Mehr Transparenz beim Netzausbau
Christiane Weihe
Die sich verändernde Stromversorgung wandelt auch die Anforderungen an die deutschen Stromnetze: Tausende Kilometer sollen neu gebaut, verbessert oder verstärkt werden. Der Netzausbau ist für den Umstieg auf regenerative Energien unabdingbar – und gleichzeitig Ausgangspunkt zahlreicher Konflikte, da der Umfang des Ausbaus umstritten ist und negative Auswirkungen auf Menschen und Umwelt befürchtet werden. „Verantwortlich für die Planung und Durchführung der Erweiterungen sind die Übertragungsnetzbetreiber und die Bundesnetzagentur“, erklärt Christof Timpe, Bereichsleiter am Öko-Institut, „der Netzausbau läuft in verschiedenen Schritten ab. So wird unter anderem von den Übertragungsnetzbetreibern regelmäßig ein Szenariorahmen zur Entwicklung des Strommarktes erstellt, auf dieser Grundlage entsteht dann kontinuierlich ein Netzentwicklungsplan, der Maßnahmen zur Netzoptimierung und -verstärkung sowie zum Netzausbau enthält.“ Ein Verfahren, das nach Ansicht vieler Expertinnen und Experten noch verbessert werden kann: „Ein wesentlicher Kritikpunkt ist die Intransparenz“, sagt Dr. Dierk Bauknecht, Senior Researcher am Öko-Institut, „so haben die betroffenen Stakeholder keine ausreichenden Möglichkeiten, Alternativvorschläge einzubringen, viele Daten sind zudem nicht öffentlich zugänglich und die Datenqualität ist verbesserungsbedürftig.“
Das Projekt „Transparenz der Stromnetze – Erhöhung der Transparenz über den Bedarf zum Ausbau der Strom-Übertragungsnetze“ sollte einen Beitrag dazu leisten, die Diskussion zum Netzausbau zu versachlichen und für eine bessere fachliche Fundierung zu sorgen. „Im Rahmen des vom Bundesforschungsministerium geförderten Projektes sollte verdeutlicht werden, welche Anforderungen in unterschiedlichen Stromversorgungsszenarien an die Netzstrukturen gestellt werden und welche Alternativen es geben könnte“, so Timpe. Hierfür wurde das innovative Verfahren der so genannten partizipativen Modellierung erprobt: „Wir haben zwei Methoden verknüpft: die Modellierung der Stromnetze und eine Workshopreihe mit Vertreterinnen und Vertretern von Bürgerinitiativen, Umwelt- und Verbraucherverbänden.“ Im Rahmen der Workshops wurden unterschiedliche Szenarien für die zukünftige Stromversorgung erarbeitet und unter Anwendung des vom Öko-Institut entwickelten Strommarktmodells PowerFlex-Grid EU deren Auswirkungen auf den Netzausbau ermittelt und diskutiert.

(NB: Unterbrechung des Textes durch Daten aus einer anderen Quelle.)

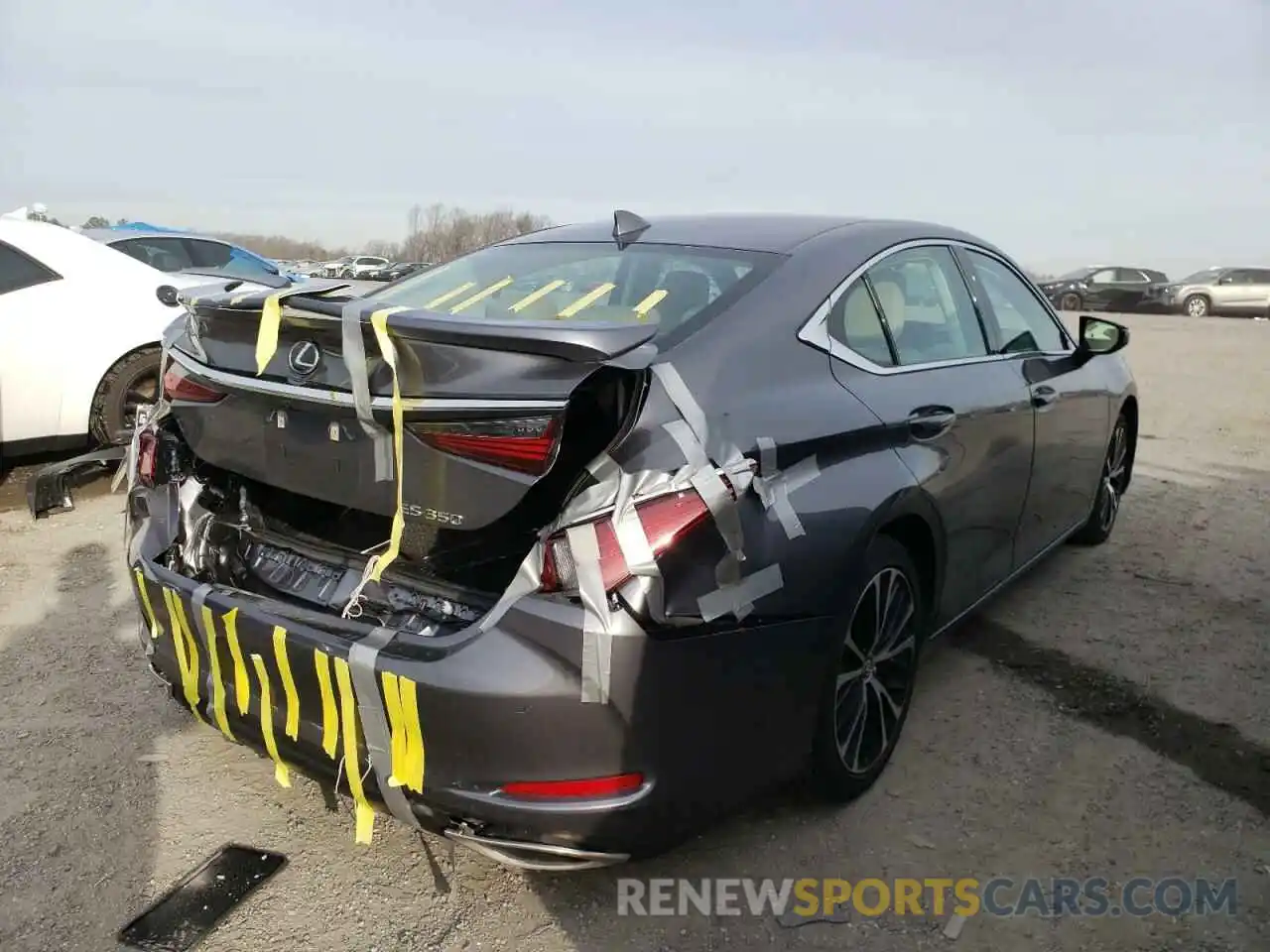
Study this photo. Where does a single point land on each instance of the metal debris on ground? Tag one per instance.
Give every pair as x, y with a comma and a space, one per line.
190, 909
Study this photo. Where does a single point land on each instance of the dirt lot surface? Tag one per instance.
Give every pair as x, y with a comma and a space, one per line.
1105, 717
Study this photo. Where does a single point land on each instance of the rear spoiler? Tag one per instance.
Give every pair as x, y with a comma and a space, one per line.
572, 339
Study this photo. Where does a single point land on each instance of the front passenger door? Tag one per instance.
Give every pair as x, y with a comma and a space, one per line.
1072, 424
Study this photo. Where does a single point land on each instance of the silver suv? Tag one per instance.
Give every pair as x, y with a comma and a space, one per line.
1236, 293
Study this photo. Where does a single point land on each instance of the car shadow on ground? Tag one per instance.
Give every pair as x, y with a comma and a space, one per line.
1033, 748
80, 793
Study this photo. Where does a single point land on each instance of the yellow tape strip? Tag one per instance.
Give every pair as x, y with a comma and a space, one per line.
267, 336
144, 594
241, 683
380, 322
217, 685
397, 730
585, 299
413, 735
535, 296
289, 683
183, 642
481, 295
449, 295
365, 814
649, 302
280, 770
329, 715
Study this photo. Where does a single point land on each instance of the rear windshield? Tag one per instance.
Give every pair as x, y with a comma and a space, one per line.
675, 285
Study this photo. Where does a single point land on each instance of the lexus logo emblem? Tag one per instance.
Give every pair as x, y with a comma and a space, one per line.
304, 358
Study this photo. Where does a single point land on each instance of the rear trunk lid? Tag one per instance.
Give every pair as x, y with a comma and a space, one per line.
500, 419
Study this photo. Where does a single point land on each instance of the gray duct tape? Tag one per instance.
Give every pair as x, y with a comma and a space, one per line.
774, 488
684, 400
529, 579
379, 743
195, 606
738, 599
595, 635
354, 358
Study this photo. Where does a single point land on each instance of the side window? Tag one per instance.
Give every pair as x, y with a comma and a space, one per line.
1025, 322
19, 271
855, 322
926, 313
926, 306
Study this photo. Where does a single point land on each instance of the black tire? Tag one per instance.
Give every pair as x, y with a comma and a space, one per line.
869, 685
134, 380
1198, 306
1111, 485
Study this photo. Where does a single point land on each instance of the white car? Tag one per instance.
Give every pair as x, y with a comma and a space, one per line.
80, 326
362, 266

„Die Analyse zeigt, dass die aktuellen Szenarien zur Netzentwicklung die Klimaschutzziele der Bundesregierung nicht ausreichend berücksichtigen“, sagt Dr. Dierk Bauknecht zu den Ergebnissen der partizipativen Modellierung, „die Szenarien sind zu eng gefasst und müssten auch einen beschleunigten Kohleausstieg sowie einen schnelleren Zubau der erneuerbaren Energien berücksichtigen.“ Das hätte auch Auswirkungen auf den Netzausbau. Wichtig sei zudem, die Netzentwicklung nicht nur bis 2030 zu betrachten, wie es derzeit praktiziert wird: „Man muss vom Ziel her denken und ein System zur Grundlage nehmen, das zu 100 Prozent durch erneuerbare Energien versorgt wird – das ist schließlich die Entwicklung, die wir anstreben.“ Darüber hinaus ist es sinnvoll, den Prozess der Netzentwicklung auf breitere Füße zu stellen. „Unser Vorschlag ist, ein Forum mit unabhängigen externen Expertinnen und Experten sowie Stakeholdern einzurichten, das die Verfahren und Methoden kritisch kommentiert, zusätzliche Szenarien erarbeitet und verschiedene Methoden der Netzmodellierung anwendet, um Alternativen aufzuzeigen und die Transparenz zu verbessern“, so der Wissenschaftler vom Öko-Institut.